Is this really suitable?
Well, it works. At least, in some situations. And in machine learning, there's a sense in which that is the bottom line: is it useful? And yes, this approach does appear to be useful, in at least some situations.
Beyond that, I'm not sure what you mean by "suitable".
What if the custom dataset had a lot more images than the original or is detecting completely different classes?
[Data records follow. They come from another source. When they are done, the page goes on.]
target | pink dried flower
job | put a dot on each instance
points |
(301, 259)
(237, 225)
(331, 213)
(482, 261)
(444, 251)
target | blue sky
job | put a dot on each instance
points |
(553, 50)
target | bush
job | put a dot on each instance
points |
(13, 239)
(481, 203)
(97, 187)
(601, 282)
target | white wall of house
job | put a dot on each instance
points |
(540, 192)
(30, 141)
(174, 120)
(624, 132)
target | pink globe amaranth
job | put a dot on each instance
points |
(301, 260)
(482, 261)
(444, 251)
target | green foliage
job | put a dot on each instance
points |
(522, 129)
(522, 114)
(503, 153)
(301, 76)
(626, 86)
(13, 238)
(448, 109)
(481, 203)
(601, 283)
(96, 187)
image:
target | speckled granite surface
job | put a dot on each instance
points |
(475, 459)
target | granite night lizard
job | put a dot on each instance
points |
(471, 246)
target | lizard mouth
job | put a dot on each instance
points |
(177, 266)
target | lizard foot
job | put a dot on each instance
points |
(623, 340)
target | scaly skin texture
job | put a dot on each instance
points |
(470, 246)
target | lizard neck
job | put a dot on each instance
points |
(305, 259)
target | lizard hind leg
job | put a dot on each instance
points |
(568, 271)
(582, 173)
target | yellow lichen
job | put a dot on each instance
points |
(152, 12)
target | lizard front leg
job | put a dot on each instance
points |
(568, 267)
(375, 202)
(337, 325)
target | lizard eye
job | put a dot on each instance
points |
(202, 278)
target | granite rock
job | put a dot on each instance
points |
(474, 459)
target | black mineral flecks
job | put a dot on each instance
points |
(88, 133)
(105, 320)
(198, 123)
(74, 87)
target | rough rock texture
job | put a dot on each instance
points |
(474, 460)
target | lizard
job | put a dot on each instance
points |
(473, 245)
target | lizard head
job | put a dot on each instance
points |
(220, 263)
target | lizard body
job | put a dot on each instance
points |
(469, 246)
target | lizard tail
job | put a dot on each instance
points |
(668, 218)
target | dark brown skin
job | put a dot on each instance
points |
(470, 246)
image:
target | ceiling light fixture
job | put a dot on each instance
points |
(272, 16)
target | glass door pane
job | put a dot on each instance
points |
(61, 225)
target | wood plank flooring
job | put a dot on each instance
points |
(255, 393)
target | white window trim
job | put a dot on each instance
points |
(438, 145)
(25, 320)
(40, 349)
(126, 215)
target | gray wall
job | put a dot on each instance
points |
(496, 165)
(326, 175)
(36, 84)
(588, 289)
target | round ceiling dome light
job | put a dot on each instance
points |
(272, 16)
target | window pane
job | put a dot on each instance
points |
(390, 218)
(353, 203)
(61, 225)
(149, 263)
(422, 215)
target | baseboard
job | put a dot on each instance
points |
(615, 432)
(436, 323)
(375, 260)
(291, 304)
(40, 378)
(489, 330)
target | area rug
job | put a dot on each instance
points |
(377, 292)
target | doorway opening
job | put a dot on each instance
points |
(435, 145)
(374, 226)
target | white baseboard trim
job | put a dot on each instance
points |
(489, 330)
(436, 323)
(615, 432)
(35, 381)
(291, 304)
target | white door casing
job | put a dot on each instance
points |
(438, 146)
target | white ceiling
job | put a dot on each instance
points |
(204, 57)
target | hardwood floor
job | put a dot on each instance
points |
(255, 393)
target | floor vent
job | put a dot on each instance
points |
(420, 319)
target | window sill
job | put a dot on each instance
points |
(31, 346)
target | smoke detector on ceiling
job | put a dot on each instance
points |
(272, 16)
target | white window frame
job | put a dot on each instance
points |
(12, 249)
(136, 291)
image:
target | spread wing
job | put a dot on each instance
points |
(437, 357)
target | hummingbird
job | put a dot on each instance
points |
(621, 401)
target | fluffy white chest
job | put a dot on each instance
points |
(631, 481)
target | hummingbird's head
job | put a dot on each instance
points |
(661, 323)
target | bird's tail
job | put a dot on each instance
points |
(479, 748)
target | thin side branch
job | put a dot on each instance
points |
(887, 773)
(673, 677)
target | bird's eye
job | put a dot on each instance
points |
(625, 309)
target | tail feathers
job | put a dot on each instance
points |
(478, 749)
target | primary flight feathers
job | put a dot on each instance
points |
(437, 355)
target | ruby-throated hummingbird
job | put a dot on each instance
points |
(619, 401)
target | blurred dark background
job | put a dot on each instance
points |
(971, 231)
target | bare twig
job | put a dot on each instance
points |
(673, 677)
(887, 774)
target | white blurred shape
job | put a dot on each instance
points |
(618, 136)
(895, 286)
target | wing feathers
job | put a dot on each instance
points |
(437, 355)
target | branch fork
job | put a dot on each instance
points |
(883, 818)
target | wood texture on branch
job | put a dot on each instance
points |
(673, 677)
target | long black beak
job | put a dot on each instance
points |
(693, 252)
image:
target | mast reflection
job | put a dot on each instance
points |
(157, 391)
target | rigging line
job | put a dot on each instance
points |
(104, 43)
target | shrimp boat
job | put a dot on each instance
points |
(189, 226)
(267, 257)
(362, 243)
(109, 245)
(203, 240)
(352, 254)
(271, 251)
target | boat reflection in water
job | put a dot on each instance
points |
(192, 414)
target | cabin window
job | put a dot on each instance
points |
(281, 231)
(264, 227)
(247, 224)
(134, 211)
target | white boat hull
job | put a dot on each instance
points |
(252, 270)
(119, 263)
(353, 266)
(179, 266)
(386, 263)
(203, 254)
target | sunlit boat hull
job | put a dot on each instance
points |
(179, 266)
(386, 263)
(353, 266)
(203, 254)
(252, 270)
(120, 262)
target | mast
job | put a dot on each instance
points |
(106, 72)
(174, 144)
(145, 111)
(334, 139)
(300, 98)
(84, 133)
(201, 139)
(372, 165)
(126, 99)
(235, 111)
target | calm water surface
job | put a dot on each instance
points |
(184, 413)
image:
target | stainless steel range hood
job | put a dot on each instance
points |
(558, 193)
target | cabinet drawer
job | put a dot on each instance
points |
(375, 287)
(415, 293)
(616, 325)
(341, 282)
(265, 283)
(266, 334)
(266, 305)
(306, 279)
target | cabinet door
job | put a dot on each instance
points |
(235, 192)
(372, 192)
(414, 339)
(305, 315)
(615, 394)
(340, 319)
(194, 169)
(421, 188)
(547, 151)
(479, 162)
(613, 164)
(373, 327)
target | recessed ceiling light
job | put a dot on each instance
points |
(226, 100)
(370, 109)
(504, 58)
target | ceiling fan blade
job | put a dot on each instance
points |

Sure. There will cases where fine-tuning probably isn't what I'd recommend you try first. Look at it this way. Fine-tuning is one thing you can try. It's not a silver bullet. It may work well in some situations. No one is claiming it will work well in all situations. There are plenty of situations where it might work poorly.
Fine-tuning is probably most useful if your training set is small (or, at least, not very large), and if there is a pre-trained network that solves a task that is somehow similar to the task you're trying to solve. The classes don't have to be identical -- for instance, if you are solving some kind of object detection task, but your classes aren't identical to ImageNet, then starting with a pre-trained network that was trained on ImageNet can still be useful, as the image features learned for ImageNet are likely to be useful for other object detection tasks as well -- but the task probably needs to be somehow similar.
If your training set is very large, then fine-tuning might not be the best answer. You might do better to train a network from scratch, yourself.
Finally: Machine learning is ultimately a pragmatic field. Don't try to look for the one right answer that works in all situations, and don't expect there to be some theory that can predict what the most effective approach to your problem will be. Instead, understand that it's a bit of an art; trial and error is often needed; and the ultimate metric is whether it works well enough for the particular problem you are facing right now.